Antonio Pais

Personal information
- Full name: Antonio Pais Castroagudín
- Date of birth: 7 December 1938
- Place of birth: Padrón, Spain
- Date of death: 13 March 2018 (aged 79)
- Place of death: Santiago de Compostela, Spain
- Position(s): Midfielder

Youth career
- Arenal Santiago

Senior career*
- Years: Team / Apps / (Gls)
- Club Santiago
- 1959–1961: Celta Vigo / 47 / (10)
- 1961–1962: Barcelona / 8 / (0)
- 1962–1963: Mallorca / 28 / (6)
- 1963–1969: Zaragoza / 87 / (13)
- Total:  / 170+ / (29+)

= Antonio Pais =

Spanish association football player (1938–2018)

Antonio Pais Castroagudín (7 December 1938 – 13 March 2018) was a Spanish footballer who played as a midfielder.

Having started his career with Celta Vigo in the Segunda División, he played 123 La Liga games and scored 19 goals for Barcelona, Mallorca and Real Zaragoza. He spent six seasons at the last of those clubs, winning the Copa del Generalísimo in 1964 and 1966 and the Inter-Cities Fairs Cup in 1964.

==Career==
Born in Padrón in the Province of A Coruña, Pais was raised in Santiago de Compostela.

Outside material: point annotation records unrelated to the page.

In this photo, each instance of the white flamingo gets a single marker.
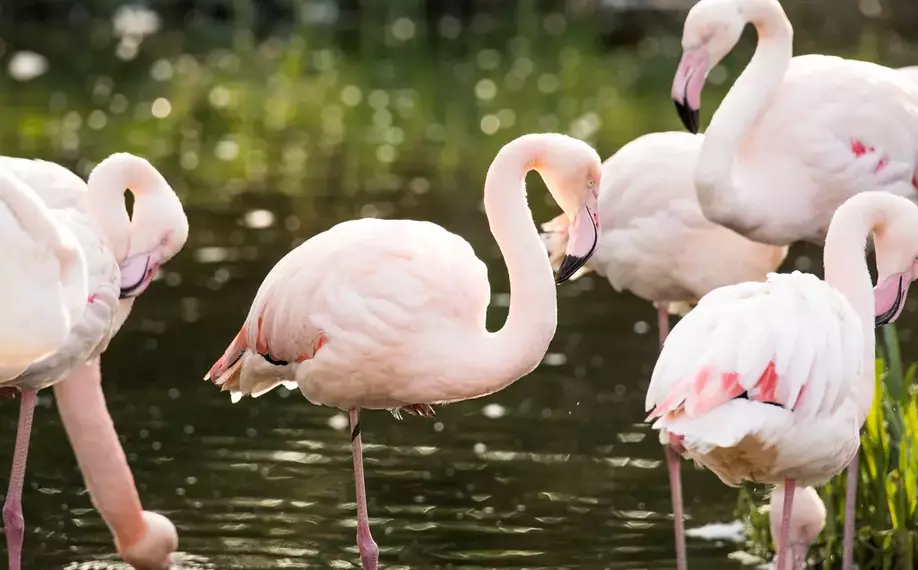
(656, 243)
(390, 314)
(43, 290)
(766, 381)
(122, 255)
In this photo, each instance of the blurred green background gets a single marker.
(273, 120)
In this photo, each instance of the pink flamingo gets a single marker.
(766, 381)
(367, 314)
(657, 244)
(807, 520)
(44, 286)
(122, 256)
(795, 136)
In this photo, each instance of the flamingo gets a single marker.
(807, 520)
(657, 244)
(44, 285)
(795, 136)
(370, 313)
(766, 382)
(122, 255)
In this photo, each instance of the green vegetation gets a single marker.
(887, 497)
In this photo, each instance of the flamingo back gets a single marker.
(368, 308)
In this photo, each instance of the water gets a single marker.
(272, 141)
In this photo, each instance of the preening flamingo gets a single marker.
(808, 518)
(767, 382)
(371, 314)
(795, 136)
(43, 289)
(122, 255)
(656, 243)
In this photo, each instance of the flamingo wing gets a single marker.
(792, 341)
(373, 283)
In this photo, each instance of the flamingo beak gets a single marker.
(583, 236)
(889, 297)
(687, 86)
(137, 272)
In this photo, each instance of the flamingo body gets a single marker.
(350, 332)
(390, 314)
(796, 136)
(758, 383)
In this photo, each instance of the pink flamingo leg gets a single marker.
(13, 523)
(369, 552)
(662, 322)
(850, 498)
(675, 486)
(789, 485)
(672, 462)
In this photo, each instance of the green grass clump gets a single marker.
(887, 495)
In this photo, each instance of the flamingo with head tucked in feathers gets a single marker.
(767, 382)
(390, 314)
(795, 137)
(122, 255)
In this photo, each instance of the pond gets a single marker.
(271, 137)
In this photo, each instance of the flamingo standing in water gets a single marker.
(370, 313)
(766, 381)
(122, 255)
(807, 520)
(657, 244)
(44, 288)
(794, 138)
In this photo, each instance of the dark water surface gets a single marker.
(272, 140)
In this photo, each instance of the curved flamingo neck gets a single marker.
(107, 184)
(846, 270)
(720, 196)
(519, 346)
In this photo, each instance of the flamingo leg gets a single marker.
(675, 486)
(369, 552)
(662, 322)
(13, 523)
(789, 485)
(850, 498)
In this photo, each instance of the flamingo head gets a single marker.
(572, 172)
(154, 550)
(808, 518)
(155, 232)
(896, 246)
(711, 29)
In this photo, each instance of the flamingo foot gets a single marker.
(789, 490)
(369, 552)
(675, 485)
(13, 521)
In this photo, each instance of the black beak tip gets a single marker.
(689, 116)
(569, 265)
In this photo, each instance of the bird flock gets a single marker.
(766, 377)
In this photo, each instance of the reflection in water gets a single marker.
(272, 140)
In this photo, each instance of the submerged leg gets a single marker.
(675, 486)
(369, 552)
(662, 322)
(850, 499)
(789, 492)
(13, 523)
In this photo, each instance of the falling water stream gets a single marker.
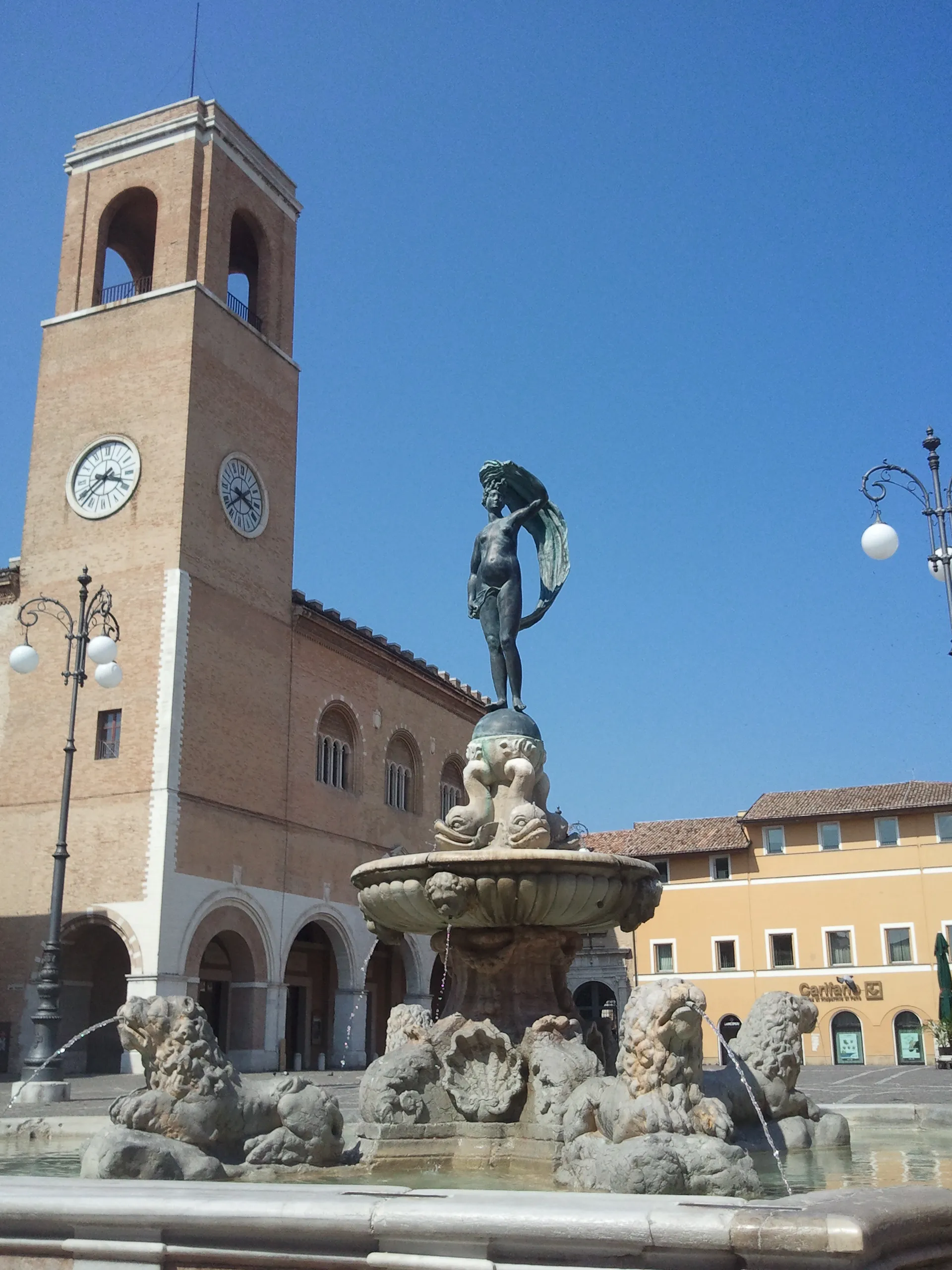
(446, 972)
(744, 1081)
(351, 1020)
(59, 1052)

His father was a property registrar who disavowed of football as a profession, while his brother was a talented player who dedicated himself to a career in law.

Pais played for Club Arenal de Santiago before having a trial at Deportivo de La Coruña at age 16. He turned down their offer and returned home to play for Club Santiago in the Tercera División.

Pais joined Celta Vigo in April 1959. He arrived at a club that had just been relegated after 15 years in La Liga and became a regular in midfield, playing over 20 games in both of his seasons with 3 and 7 goals respectively, though his club lost the promotion playoffs in each. On 11 June 1961, he equalised in a 2–2 draw with Real Oviedo in the play-off second leg, with the opponents winning promotion on aggregate.

In 1961, Pais transferred to Barcelona on a three-year deal for a fee of 1.8 million Spanish pesetas. Goalkeeper Ramón Allegue Martínez, who knew him since before his professional career, said that the Catalan club was dominated by its local players, likening his situation to contemporary fellow Galician Luis Suárez, whom he considered not to have peaked until he left for Inter Milan. Pais played 13 games for the Camp Nou club, scoring once in his last game on 8 April 1962 to open a 10–1 home win over Basconia in the last-16 second leg of the Copa del Generalísimo.

Pais played the 1962–63 season at Mallorca, having been close to joining Barcelona's city rivals Español. Pais signed for Real Zaragoza in 1963, managed by Antonio Ramallets, who had briefly been his teammate at Barcelona. He formed part of the side known as Los Magníficos in that decade. He totalled 130 games and 15 goals for the Aragonese club in all competitions, winning the domestic cup in 1964 and 1966 plus the Inter-Cities Fairs Cup in 1964.

==Personal life==
Pais retired in 1969 and on the recommendation of Real Zaragoza's president, entered the steel industry in the city. His wife Consuelo Iglesias had three sons and a daughter, all born in Zaragoza. One son became a journalist and the daughter a doctor, both working in Santiago de Compostela, while the other sons became a lawyer and an executive in Zaragoza.

Pais returned to Santiago de Compostela, where he died aged 79 on 13 March 2018.